In the past few decades, the distribution and usage of personal computers has increased exponentially. These computers rely on simple, intuitive methods of input. The current input standard of a typical laptop computer utilizes a QWERTY keyboard layout for text processing, while other variants include AZERTY, Dvorak, and alphabetical layouts. However, with letter keys in seemingly random positions in different keyboards, learning to type often takes immense practice; this practice is often integrated into multiyear elementary school programs. In other instances, keyboards may not be available or may be more impractical.
This project seeks to augment and thus improve upon the current keyboard standards by introducing a method of text processing through the touchpad, an almost universal feature of modern laptop computers. Touchpad text input is based on a simple extension of handwriting skill, nullifies the need for extensive keyboard practice, and offers other improvements on current text input.
This project relies on the use of feedforward artificial neural networks (ANNs), a method of machine learning designed to classify numerical inputs through various computations. Based on the neural connections of the brain, ANNs use sets of training data to adjust numerical coefficients in order to approximate an unknown function. In this implantation, a user draws on the touchpad; the pixel values of the resulting image are input into the ANN, a character classification is output, and that determined character is displayed in an output text field.
The software was designed in Python. The graphical user interface makes use of the tkinter package, and the ANN makes use of Anaconda Accelerate, a distribution of Python from Continuum Analytics that features low level optimizations to Numpy matrix operations, Training and testing of the software was focused on Arabic numerals 0-9 using the MNIST database of handwritten digits, a subset of a dataset released by the National Institute of Standards and Technology.

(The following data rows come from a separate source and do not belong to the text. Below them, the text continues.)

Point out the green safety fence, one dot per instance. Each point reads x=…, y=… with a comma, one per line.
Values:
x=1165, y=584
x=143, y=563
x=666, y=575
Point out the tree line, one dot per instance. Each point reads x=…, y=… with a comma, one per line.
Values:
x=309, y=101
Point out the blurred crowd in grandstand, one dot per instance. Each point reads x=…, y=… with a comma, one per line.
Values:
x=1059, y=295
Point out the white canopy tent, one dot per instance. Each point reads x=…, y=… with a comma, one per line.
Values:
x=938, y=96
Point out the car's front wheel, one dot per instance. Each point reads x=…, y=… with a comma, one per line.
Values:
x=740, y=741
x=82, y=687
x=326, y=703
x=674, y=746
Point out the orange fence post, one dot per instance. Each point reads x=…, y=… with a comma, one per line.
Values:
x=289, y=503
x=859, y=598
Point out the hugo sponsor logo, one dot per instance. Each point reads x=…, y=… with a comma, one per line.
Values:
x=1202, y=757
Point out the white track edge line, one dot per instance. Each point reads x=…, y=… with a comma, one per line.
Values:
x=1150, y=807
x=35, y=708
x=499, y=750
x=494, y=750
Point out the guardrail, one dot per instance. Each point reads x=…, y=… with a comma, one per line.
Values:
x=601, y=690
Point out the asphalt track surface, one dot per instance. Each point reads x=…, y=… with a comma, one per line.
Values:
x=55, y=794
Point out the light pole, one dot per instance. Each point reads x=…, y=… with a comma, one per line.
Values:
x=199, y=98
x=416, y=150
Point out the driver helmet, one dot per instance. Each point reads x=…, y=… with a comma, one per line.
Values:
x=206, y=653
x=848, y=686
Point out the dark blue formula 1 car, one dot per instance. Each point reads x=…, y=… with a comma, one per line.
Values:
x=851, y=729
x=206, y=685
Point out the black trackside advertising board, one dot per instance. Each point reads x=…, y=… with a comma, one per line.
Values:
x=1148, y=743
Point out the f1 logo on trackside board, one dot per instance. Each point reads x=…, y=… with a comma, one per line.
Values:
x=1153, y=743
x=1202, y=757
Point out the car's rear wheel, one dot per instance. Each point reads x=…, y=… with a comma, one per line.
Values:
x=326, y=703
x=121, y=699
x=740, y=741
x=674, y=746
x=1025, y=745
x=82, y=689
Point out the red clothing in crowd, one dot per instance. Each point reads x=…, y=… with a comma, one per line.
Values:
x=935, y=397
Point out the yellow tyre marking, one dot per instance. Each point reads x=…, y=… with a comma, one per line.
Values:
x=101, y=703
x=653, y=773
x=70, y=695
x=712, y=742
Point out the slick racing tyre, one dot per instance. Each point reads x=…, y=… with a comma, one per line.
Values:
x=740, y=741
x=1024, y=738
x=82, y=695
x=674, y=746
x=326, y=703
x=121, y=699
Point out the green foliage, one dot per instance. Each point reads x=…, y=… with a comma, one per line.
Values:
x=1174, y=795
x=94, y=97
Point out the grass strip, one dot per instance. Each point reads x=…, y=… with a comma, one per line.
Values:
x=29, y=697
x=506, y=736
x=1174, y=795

As ANNs are approximations of one-to-one maps from an input space to an output space, accuracy of output classification relies on consistency of input data. For this reason, before drawn images are input into the ANN they must be standardized to a common size and position. Some improvements that significantly increased classification accuracy included modifications to the standardization algorithm, artificial expansion of training data, and tuning of ANN hyperparameters.

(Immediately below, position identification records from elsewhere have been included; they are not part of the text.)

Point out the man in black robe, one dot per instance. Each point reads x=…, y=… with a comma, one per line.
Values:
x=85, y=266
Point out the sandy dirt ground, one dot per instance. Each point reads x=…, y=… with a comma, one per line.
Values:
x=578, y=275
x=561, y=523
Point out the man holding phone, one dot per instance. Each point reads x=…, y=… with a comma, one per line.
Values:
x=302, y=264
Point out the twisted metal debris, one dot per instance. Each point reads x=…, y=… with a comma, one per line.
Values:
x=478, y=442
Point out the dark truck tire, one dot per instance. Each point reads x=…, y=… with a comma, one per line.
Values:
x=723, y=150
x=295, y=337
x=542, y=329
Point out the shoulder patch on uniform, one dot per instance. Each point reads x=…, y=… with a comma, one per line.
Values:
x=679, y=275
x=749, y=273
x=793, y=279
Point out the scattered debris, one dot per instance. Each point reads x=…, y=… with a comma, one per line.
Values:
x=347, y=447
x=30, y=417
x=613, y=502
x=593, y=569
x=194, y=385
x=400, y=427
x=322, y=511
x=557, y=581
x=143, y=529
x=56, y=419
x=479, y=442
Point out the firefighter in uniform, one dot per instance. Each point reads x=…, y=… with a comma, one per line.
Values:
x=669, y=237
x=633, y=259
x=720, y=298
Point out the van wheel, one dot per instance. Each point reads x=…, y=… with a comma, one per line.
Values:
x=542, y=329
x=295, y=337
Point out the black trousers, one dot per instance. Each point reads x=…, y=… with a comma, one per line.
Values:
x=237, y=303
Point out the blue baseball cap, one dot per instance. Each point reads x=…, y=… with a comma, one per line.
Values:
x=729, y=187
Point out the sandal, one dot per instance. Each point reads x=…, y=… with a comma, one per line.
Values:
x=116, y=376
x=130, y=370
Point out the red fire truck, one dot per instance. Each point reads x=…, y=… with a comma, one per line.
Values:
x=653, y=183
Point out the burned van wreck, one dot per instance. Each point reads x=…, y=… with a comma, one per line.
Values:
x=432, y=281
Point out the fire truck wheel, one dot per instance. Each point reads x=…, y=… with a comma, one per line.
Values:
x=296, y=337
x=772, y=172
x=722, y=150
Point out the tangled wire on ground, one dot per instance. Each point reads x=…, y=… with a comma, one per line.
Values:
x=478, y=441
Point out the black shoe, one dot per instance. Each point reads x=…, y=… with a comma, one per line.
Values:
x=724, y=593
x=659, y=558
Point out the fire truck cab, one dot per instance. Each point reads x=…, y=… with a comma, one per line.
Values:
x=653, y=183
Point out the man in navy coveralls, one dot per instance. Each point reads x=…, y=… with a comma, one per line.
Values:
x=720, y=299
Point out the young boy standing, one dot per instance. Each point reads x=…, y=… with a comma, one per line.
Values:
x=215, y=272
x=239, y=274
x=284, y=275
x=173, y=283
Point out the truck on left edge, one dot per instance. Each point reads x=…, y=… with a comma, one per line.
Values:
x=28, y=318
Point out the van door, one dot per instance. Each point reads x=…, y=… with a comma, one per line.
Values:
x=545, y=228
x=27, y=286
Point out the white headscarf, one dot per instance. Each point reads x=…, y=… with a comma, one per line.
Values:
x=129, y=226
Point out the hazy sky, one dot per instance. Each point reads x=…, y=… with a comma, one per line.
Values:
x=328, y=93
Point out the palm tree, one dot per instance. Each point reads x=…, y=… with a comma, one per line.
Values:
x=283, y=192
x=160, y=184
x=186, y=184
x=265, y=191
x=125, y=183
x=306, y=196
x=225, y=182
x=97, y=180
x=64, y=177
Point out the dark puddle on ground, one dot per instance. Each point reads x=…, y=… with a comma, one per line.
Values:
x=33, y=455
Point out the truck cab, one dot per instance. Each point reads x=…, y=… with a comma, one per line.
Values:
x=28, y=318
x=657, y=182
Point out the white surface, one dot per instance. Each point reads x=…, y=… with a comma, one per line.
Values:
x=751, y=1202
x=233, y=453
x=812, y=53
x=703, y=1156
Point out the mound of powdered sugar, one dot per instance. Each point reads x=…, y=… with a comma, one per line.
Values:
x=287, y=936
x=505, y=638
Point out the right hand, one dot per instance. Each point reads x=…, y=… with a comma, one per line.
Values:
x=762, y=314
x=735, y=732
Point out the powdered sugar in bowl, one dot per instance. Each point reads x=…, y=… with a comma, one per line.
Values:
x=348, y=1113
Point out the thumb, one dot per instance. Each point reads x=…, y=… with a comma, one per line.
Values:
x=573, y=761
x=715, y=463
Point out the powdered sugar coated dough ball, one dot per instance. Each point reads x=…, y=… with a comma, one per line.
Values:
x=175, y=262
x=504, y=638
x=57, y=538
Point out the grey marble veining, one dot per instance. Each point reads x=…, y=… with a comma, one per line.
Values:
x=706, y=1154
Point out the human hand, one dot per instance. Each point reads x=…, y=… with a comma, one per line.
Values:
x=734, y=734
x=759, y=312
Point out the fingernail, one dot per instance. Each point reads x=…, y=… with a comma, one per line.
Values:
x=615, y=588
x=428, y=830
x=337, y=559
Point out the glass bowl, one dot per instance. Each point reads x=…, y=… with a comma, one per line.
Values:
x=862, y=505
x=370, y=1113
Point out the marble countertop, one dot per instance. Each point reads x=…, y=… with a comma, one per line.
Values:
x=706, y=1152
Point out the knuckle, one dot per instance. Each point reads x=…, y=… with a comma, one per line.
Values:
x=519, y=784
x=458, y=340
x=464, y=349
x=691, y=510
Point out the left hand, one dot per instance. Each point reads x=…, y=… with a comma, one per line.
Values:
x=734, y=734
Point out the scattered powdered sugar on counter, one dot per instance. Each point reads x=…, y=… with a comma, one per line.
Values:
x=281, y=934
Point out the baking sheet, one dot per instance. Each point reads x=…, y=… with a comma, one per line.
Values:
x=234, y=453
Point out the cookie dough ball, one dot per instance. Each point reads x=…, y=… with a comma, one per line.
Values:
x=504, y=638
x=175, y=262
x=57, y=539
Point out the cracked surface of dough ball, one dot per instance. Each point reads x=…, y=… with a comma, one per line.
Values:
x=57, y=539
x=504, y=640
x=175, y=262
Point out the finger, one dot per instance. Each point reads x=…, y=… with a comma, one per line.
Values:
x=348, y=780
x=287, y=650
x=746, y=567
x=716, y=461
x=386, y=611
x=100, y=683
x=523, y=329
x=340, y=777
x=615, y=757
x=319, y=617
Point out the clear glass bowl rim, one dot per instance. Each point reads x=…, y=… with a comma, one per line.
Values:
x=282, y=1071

The goal of this project was to achieve 95% classification accuracy on test images generated through simulation of typical usage of the graphical user interface. While consistent improvements to classification accuracy were achieved, 95% accuracy was not; the best performing network achieved 85% accuracy on the test set. Further improvements may be made through generation of a larger dataset of digits drawn through the graphical user interface; these digits will more closely resemble digits generated during actual usage. After this, the software can be generalized to alphabetic characters and even characters of other languages with a similar method. ANNs have great potential applications through integration with everyday activities.